甘く噛んで舐め上げると、その動きに呼応するように良守の口から声が漏れる。

「良守が俺のこと好きなの、全身から伝わってくる…嬉しいよ」
「え?」
そんなの判るの?
「良守は判らない?」
そう言って兄貴は俺を抱きしめてくれる。

…判る。
どうしてなのかな。
こうして抱き合ってるだけで伝わってくる…


「お前だけが好きだよ」
「…うん」
今は素直に信じられる。俺は兄貴の背に手を回して。ぎゅっと抱きしめた。
俺の想いが、兄貴に伝わりますように…



十分伝わってると思うよ。ヨッシー
少し(?)いや…かなり改訂しました。以前は良守と正守の思考が交互でわかりにくかったので、前よりは読みやすくなってる…はず。
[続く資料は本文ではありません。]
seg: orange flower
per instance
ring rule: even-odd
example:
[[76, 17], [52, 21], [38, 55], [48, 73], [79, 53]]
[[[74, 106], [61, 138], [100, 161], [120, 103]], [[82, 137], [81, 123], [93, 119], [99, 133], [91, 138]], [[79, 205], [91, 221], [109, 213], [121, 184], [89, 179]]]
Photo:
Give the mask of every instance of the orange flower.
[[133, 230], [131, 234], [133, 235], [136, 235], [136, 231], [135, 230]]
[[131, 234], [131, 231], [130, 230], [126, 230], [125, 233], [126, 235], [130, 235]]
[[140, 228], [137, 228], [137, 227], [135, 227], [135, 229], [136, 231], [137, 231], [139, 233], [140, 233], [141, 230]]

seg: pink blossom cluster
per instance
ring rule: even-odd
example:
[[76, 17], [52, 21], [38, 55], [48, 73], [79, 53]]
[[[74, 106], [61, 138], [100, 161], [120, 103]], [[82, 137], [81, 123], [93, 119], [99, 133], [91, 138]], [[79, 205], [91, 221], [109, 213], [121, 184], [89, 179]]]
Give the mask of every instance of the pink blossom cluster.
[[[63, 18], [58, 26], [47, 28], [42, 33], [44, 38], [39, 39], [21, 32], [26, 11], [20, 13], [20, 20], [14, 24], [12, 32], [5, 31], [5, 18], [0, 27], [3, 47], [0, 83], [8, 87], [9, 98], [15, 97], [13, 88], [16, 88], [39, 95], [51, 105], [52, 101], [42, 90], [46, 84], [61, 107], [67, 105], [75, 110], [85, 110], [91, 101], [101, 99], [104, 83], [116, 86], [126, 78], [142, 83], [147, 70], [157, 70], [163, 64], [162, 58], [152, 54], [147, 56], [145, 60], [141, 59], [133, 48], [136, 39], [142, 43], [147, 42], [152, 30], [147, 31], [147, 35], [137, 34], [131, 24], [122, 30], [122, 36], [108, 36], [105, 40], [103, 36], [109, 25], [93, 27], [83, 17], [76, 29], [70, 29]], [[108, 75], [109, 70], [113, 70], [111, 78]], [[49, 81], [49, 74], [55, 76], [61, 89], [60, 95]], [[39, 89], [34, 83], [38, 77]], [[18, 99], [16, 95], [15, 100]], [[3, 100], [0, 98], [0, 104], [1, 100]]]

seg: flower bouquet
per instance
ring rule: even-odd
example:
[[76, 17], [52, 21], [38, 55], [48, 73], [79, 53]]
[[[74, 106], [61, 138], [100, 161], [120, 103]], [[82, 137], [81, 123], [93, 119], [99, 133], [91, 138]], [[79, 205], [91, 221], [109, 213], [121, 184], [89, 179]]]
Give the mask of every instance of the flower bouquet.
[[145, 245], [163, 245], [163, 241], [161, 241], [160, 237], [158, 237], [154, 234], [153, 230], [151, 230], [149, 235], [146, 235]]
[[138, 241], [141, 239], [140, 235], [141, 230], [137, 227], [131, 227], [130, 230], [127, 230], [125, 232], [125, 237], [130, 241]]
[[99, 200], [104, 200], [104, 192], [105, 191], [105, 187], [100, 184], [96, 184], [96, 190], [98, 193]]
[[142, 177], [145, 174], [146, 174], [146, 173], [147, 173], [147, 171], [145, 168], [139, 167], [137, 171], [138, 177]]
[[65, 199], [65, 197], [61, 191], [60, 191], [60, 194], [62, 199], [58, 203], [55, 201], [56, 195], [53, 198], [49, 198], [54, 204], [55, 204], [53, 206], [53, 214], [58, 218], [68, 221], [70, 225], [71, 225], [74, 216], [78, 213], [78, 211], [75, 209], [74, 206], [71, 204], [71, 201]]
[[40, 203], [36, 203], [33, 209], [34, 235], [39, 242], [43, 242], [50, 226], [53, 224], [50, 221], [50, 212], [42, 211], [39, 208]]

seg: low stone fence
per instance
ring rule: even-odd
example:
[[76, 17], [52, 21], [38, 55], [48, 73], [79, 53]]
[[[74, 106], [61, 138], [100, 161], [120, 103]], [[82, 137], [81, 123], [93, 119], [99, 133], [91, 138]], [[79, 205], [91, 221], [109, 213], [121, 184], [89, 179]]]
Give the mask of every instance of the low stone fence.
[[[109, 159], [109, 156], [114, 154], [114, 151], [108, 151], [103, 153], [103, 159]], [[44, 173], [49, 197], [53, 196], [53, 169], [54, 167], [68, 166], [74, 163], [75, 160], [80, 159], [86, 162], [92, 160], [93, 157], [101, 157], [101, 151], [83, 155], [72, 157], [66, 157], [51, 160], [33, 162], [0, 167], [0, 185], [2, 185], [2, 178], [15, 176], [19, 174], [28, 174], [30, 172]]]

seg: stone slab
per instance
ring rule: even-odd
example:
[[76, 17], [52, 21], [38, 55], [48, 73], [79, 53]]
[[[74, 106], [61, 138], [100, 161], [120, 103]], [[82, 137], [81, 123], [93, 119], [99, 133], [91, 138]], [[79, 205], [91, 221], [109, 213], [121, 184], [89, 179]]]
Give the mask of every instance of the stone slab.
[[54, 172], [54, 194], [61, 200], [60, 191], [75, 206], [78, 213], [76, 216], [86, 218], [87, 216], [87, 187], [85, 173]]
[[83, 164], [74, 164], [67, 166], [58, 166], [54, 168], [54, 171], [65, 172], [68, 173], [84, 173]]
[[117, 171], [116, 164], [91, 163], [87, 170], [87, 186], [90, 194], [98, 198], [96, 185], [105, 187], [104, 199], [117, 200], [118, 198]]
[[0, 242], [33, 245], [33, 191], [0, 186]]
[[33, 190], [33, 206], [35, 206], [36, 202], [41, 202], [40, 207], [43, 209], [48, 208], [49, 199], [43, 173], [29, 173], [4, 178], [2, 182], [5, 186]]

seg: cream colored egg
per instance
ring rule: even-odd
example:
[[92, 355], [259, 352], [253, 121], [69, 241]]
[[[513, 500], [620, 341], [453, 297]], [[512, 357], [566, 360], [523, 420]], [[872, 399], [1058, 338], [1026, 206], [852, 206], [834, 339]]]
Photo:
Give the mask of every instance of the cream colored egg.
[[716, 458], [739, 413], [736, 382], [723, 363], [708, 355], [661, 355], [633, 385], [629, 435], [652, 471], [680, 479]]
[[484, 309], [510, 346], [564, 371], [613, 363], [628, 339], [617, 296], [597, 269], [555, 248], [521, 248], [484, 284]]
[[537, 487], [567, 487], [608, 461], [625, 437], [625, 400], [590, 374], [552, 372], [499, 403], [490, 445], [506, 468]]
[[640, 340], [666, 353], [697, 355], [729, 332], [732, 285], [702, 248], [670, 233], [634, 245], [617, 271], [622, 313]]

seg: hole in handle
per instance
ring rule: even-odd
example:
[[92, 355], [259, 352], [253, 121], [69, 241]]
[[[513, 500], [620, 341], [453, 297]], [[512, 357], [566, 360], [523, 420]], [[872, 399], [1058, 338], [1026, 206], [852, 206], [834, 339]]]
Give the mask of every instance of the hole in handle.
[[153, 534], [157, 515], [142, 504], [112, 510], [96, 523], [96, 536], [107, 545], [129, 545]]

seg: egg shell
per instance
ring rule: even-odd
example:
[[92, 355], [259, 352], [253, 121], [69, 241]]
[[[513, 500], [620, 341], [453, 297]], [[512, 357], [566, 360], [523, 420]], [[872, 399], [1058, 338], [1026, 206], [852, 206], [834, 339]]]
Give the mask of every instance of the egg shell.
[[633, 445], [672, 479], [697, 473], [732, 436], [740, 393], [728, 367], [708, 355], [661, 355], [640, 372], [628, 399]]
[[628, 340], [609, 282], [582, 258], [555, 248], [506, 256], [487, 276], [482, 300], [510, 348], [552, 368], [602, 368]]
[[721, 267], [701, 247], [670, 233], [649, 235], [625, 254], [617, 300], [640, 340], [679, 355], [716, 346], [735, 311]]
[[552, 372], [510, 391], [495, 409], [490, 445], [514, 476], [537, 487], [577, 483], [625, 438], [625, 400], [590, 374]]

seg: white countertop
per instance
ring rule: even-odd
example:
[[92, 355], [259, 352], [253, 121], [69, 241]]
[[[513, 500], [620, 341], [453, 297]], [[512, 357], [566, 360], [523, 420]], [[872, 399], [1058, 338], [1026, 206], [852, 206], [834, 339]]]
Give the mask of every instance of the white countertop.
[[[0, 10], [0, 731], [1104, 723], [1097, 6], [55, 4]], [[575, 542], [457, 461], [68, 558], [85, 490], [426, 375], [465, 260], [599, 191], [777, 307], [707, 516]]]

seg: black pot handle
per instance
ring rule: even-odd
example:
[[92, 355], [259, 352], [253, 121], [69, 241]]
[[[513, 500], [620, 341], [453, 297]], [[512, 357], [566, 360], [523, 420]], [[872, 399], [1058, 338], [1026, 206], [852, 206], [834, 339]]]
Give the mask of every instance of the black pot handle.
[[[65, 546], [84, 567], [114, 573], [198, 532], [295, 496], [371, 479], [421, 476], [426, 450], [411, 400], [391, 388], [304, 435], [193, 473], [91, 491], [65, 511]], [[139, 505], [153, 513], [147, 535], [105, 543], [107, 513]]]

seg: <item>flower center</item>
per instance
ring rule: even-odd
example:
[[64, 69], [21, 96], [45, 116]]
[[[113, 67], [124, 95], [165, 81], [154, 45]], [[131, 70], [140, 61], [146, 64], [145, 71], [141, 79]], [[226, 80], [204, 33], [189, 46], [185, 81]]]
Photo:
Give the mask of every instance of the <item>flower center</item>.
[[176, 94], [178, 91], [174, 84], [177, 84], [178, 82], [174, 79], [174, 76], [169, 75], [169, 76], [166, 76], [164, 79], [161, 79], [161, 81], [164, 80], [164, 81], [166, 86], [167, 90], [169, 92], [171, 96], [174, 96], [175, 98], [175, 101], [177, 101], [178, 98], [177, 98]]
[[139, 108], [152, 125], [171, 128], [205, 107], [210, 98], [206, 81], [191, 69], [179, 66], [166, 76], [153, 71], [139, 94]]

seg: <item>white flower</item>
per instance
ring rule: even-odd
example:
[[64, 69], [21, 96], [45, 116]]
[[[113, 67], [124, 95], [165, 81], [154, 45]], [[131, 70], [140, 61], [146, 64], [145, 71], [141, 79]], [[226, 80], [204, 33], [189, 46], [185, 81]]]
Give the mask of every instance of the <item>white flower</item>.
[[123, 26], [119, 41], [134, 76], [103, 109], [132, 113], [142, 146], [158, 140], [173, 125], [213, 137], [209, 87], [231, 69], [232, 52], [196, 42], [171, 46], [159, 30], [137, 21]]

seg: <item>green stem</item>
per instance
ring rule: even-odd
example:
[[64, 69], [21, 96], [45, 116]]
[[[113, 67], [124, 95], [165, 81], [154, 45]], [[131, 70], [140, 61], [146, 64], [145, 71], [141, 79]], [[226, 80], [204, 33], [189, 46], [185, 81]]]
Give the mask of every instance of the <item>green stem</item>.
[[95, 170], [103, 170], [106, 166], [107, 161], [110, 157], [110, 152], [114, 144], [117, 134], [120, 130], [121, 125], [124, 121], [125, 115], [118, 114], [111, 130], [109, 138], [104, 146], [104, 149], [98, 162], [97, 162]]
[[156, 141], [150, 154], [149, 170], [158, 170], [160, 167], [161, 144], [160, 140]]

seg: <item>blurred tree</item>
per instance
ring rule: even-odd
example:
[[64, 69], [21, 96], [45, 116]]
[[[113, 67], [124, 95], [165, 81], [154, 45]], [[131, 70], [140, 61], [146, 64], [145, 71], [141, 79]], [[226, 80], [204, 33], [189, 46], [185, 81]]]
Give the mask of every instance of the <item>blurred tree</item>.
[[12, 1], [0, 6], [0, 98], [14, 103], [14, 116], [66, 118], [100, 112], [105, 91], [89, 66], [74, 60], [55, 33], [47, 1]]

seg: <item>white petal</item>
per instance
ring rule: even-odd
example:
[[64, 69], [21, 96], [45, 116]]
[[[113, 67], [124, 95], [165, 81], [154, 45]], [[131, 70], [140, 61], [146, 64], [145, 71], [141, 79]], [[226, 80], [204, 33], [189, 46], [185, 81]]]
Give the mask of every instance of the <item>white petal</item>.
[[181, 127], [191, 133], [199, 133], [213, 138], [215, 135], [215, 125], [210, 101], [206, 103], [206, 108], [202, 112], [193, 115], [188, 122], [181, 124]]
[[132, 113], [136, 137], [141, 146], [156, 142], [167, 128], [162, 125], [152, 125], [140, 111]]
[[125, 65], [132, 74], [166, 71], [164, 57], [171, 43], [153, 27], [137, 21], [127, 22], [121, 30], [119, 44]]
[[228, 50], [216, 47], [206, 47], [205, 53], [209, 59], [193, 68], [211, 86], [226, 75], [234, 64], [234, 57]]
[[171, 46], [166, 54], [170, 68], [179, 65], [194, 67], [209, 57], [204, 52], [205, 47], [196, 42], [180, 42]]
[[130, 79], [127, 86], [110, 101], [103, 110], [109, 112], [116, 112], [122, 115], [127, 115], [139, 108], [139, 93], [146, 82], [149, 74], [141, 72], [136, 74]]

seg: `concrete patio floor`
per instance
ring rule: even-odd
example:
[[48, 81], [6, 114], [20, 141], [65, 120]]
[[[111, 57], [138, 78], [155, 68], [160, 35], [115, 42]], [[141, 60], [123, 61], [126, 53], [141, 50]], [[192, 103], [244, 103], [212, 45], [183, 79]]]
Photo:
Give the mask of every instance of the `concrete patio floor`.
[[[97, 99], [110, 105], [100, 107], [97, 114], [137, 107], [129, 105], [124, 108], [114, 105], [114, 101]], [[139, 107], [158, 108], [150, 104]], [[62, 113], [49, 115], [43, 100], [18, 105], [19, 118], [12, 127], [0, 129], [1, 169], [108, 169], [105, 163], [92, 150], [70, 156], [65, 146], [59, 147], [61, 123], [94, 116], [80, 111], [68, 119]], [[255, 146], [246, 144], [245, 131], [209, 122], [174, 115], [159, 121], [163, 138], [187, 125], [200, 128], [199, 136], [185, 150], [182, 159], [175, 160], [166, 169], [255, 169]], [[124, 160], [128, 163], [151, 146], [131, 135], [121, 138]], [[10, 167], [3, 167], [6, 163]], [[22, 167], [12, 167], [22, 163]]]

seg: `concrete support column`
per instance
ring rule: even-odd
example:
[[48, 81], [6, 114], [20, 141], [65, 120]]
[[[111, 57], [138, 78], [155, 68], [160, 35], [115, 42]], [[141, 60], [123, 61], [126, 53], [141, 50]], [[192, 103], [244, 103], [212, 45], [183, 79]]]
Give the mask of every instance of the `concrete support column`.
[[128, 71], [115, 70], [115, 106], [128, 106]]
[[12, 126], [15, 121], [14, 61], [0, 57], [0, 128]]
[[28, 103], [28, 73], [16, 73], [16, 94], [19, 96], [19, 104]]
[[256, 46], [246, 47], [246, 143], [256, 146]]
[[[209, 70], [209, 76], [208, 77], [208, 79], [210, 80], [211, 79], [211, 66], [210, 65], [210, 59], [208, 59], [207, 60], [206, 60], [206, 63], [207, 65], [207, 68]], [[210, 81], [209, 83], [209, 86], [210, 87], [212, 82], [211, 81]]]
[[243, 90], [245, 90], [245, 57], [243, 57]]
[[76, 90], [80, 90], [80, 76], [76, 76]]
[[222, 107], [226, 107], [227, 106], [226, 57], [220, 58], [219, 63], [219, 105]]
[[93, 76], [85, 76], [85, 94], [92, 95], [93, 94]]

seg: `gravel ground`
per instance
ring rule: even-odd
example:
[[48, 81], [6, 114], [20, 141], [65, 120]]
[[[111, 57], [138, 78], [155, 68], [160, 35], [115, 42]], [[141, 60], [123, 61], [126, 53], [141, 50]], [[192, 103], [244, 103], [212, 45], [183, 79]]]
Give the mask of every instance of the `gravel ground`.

この話は書き始めのコンセプトから大幅な変更があり予定外だらけ…

そもそも女体化した良守と、キヨコの暗示に掛けられた設定でのドリーム小説にしようと思ってたのに、攻めを兄貴にしたらこんな事にw
折角、皆様に良守の胸のサイズは巨乳・標準・貧乳のアンケートを採らせていただいたのに…
いつか活用します…はい。(結果は標準が一番人気でした)

ここまで読んでくださった奇特な方、有り難うございました。